Background: Palmoplantar pustulosis (PPP) is a chronic inflammatory skin disorder that affects palms and soles. Patients suffer significant pain, itching, and daily activity impairment. Guselkumab, an interleukin-23 inhibitor, has been approved for PPP treatment in Japan. However, there is no effective therapy licensed for PPP in Europe and the USA. Objective: To explore the efficacy and safety of guselkumab in patients with moderate-to-severe PPP in the Caucasian population. Methods: A multicenter, single-arm, phase II study involving 50 patients with moderate-to-severe PPP treated with 100 mg guselkumab subcutaneously for 24 weeks was conducted (GAP). Primary endpoint was the reduction of palmoplantar-pustulosis psoriasis area and severity index (PPPASI) at week 24 compared to baseline. Secondary endpoints included physician-assessed and patient-reported measures.

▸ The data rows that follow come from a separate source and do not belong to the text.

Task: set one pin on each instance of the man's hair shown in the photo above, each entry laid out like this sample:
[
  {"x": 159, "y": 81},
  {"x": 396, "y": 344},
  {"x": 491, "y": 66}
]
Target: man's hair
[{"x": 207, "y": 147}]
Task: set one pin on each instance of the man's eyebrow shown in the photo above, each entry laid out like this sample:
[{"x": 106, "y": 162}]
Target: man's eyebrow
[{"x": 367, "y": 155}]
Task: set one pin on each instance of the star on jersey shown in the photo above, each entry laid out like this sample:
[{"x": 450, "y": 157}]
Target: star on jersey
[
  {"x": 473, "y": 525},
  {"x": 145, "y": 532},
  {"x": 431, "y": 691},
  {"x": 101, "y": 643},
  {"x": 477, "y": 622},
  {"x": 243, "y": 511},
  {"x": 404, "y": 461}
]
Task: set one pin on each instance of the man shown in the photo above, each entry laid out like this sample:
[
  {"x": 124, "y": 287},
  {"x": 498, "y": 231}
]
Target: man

Serum samples were taken for exploratory studies. Results: The primary endpoint was met with a significant median PPPASI reduction by 59.6% at week 24 compared to baseline (P < .001). The proportions of patients achieving PPPASI-50 and PPPASI-75 at week 24 were 66.0% and 34.0%, respectively. Median dermatology life quality index dropped from 15 at baseline to 5 at week 24 (P < .001). Week 4 changes in interleukin-19 serum levels predicted week 24 clinical response. Conclusion: Guselkumab may be a promising therapeutic option for PPP in Caucasian patients. ( JAAD Int 2025;18:69-78.)